A special form of warning is the “Licht before Death.” In the parish of Tynron it is recounted how this mysterious light illumined up, on one occasion, the whole interior of a byre where a woman was engaged milking cows, and how afterwards she learned that her mother had died the same evening.
Mr John Corrie (Moniaive) gives a good example of this form from the parish of Glencairn:—
“An old Glencairn lady, on looking out of the door one dark night, saw a strange light shining in the vicinity of a house where an acquaintance lived. Entering the house she commented on what she had seen, and expressed the hope that ‘it wasna the deid licht.’ Her fears were ridiculed, but next morning it transpired that a member of the family over whose dwelling the light was seen had committed suicide.”

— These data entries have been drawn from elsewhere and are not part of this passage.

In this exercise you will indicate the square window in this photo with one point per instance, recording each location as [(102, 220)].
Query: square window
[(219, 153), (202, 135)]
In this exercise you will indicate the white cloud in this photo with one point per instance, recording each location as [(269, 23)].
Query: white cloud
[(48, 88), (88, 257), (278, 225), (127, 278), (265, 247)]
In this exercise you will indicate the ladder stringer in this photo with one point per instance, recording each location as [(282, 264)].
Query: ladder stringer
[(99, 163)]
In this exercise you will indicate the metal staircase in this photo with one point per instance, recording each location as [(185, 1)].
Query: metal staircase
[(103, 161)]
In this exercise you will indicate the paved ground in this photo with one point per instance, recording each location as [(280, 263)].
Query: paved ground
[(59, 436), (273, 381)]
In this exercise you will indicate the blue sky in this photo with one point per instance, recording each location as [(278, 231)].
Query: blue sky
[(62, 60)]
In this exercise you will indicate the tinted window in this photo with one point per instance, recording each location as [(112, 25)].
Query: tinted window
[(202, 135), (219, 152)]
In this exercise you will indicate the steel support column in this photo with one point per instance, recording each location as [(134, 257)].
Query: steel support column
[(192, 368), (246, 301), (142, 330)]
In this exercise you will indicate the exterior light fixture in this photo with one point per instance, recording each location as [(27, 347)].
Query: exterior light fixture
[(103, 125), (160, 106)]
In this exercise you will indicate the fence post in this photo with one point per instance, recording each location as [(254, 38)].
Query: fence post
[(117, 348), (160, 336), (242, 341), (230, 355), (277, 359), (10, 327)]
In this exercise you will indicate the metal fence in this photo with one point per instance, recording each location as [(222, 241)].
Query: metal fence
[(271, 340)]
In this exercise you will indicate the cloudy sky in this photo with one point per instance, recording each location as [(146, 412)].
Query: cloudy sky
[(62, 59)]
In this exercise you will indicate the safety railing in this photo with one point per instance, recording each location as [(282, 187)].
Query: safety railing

There is another illustration from Glencairn, and perhaps a more valuable one, on account of the precision of its details:—
“Peggy D——, when going to lock her door one night, saw a light go past, carried, as she supposed, by a neighbour. There was nothing unusual in this, but there was a high stone dyke with a flight of steps in it close to the foot of the garden, and she was surprised to see the light and supposed light-bearer pass right through the obstructing fence as if nothing of the kind had been there, and although the ground below the house was very uneven, the light itself was never lost sight of for a moment. Peggy, rooted to the spot, watched the light go down through the fields, then along the public road until the churchyard was reached. When turning in that direction it passed through the locked gate with the same apparent ease that the other obstacles had been surmounted, and, entering the graveyard, became lost to sight among the tombstones. A week later Peggy D——’s daughter was carried a corpse to the same churchyard.”[(70)]
“Deid Lichts.”
Sketch by J. Copland, Dundrennan.
Other old and significant terms associated with the premonition of death are the “dead-watch,” or “dede-chack,” really the peculiar clicking noise made by wood-worms; and the “dede-drap,” which was the rather eerie sound made by the intermittent falling of a drop of water from the eaves; and “dead-bell,” a tingling in the ears, believed to announce a friend’s death.
Other expressions of a similar nature are the “dede-spall,” which is the semi-molten part of the grease of a candle (so called from its resemblance to wood-shaving) when it falls over the edge in semi-circular form, and which, if pronounced, and turning with an appearance of persistence toward some person in particular, was supposed to indicate the approaching hand of death.